ーーそうのんびり考えていたリュシエルの元に、驚きの知らせがもたらされたのは、それからさらに半月後だった。


「ナーバ帝国の皇女が、クロード様とお見合いのためにヴァランタンに来る!?」

「ああ」


 本当にハージェスの側近をやめて、クロードの側近になってしまったエドガーが言った。


「なんでも、クロード様の婚約破棄の噂を聞きつけたナーバ帝国の第一皇女、ヤーラ皇女が、婿としてクロード様を迎えたいらしいんだ」

「ナーバ帝国って、そんな……」


 ナーバ帝国は巨万の富を持つ南方の大国だ。ヴァランタンからはそう遠いわけではないが、肌の色も違えば、文化も風習もまるで違う国である。


「なぜそんな話に?」

「それが……どうもヤーラ皇女の婿取りで色々と揉めていたらしくてね」


 兄の話によれば、ナーバ帝国は今複雑な状況にあり、唯一の皇族であるにも関わらず、ヤーラ皇女は女帝にはなれないのだという。代わりに、ヤーラ皇女の婿となるものが、次期ナーバ帝国の君主になるらしい。


「君主って……つまりナーバの皇帝ってこと?」

「そう。だからヤーラ皇女には求婚が殺到してね。とは言え、選ぶ方もかなり慎重になる。吟味に吟味を重ねている最中に、どこからか、クロード様の婚約解消の話を聞いたらしい」

「だからって何故クロード様を? ヴァランタンは小さな国だし、ナーバにとってのメリットがよくわからないわ」

「クロード様は以前、大使としてナーバ帝国に行ったことがあるんだ。その時に、どうやらヤーラ皇女の父である皇帝にとても気に入られたらしい。おまけに、ヴァランタンが小国なのも都合が良かったようだ」


 リュシエルはわかったようなわからないような、複雑な表情をした。


(クロード様が、ナーバ帝国の皇帝に……?)


「それでね、リュシー。お前にこの話をしたのは、クロード様から直々に指名があったからなんだ」

「指名?」

「リュシーはナバル語を話せただろう? 当日、クロード様一人じゃカバーしきれない賓客の接待を、お前に手伝って欲しいらしいんだ」

「私が!?」

「ああ。ナバル語を話せて、かつ要人の接待もできる人となるとなかなかいなくてね……」


 リュシエルは考えた。確かに、ヴァランタン王国はナーバ帝国とはあまり接点を持ってこなかったため、ナバル語を話せる貴族階級のものはほとんどいないのだろう。だからこそリュシエルにその役目が回ってきたのだ。

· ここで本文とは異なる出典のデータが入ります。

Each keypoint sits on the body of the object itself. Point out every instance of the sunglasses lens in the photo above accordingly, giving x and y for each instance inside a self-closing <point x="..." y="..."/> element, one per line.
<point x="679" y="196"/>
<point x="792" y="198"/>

(私の勉強の結果を試すいい場になるかも……。それに気になるわ。クロード殿下と結婚するかもしれないヤーラ皇女がどんな方なのか……)


 そこまで考えて、リュシエルは顔を上げた。


「……わかりました。私が行きます」


 こうして、リュシエルは通訳として、クロード王子の見合いの場に同席することとなったのだ。



*



 遠路はるばるやってきたナーバ帝国のヤーラ皇女は、褐色の肌に、黒曜石のような大きな瞳を持つ、異国情緒を感じさせる愛らしい美姫だった。滑らかなシルクのドレスには飾りとしていくつもの薄いベールが重ねられ、またヤーラ皇女の艶やかな黒髪と顔も、奥ゆかしく繊細なベールで覆っている。

 出迎えたクロードと並ぶ姿はまるで最初から一対の絵のようで、周りの人々からは自然とため息がもれた。リュシエルの心がじくりと傷む。


(この後に及んで、嫉妬なんかしている場合じゃないわ。私は私の役目を果たさないと。クロード様のためにも)


 ヴァランタン王国に、そしてクロードの顔に泥を塗らないためにも、リュシエルは精一杯のもてなしをした。クロードがヤーラと歓談している間はお付きの人たちが不自由しないよう手配したり、またクロードが違う要人と話している間はヤーラの話し相手になったりもした。ヤーラはナーバ帝国の歴史や文化についても勉強したリュシエルのことをとても気に入ってくれ、しまいにはクロードよりもリュシエルと過ごす時間が長くなったほどだ。


『貴女は本当に素敵な女性だわ、リュシー』


 上機嫌で愛称を呼ぶヤーラに、リュシエルは恥ずかしげに首を振ってみせた。


『そんな、私みたいな者に素敵だなんて。身に余る光栄ですわ』

『貴方の唯一の欠点は、その卑屈な態度ね。褒められたら、素直にありがとうとにっこり笑えばいいのに。貴女にはそれだけの価値があるわ』


 ヤーラは、事あるごとにリュシエルを褒めてくれた。その度にリュシエルはむず痒く、なんとなく困ってしまう。家族以外でこんなに褒められたのは、初めてだった。


『けれど、しょうがないわね。貴女にはそうなるよう、***がかけられているんですもの』

『ごめんなさい、今なんとおっしゃったのですか? 聞き取れなかったですわ』


 ヤーラはその質問に答える代わりに、リュシエルに向かって悲しげに微笑んでみせた。


『クロードを呼んできてくださる? 私、彼とお話しがしたいわ』

『すぐに呼んで参ります』


 リュシエルは慌ててクロードの元に行った。ヤーラが呼んでいることを話すと、クロードはすぐさま彼女の元に向かう。そうして二人で何か秘密ごとを囁き合うように、お互いの黒髪を寄せて話す二人の姿を、リュシエルはじっと見つめていた。


(本当に、いつ見ても絵になる二人だな……)


 ヤーラ皇女は文句なしに素敵な姫だった。そのヤーラの夫となり、ナーバの皇帝となれるのなら、これほど輝かしい未来もない。クロードにとっては間違いなくいい話だ。そう思うのに、リュシエルはどうしても応援することはできなかった。


(私が、クロード様と釣り合うような女性だったら……)


 自分が、クロードの妻になりたいと立候補できるような女性だったらどんなに良かったことだろう。だが現実には、リュシエルはスナギツネ令嬢と笑われるような容姿をしているのだ。ヤーラ皇女と比べると、地位も美貌も差がありすぎて、何一つ勝てない。リュシエルは諦めたように小さくため息をついた。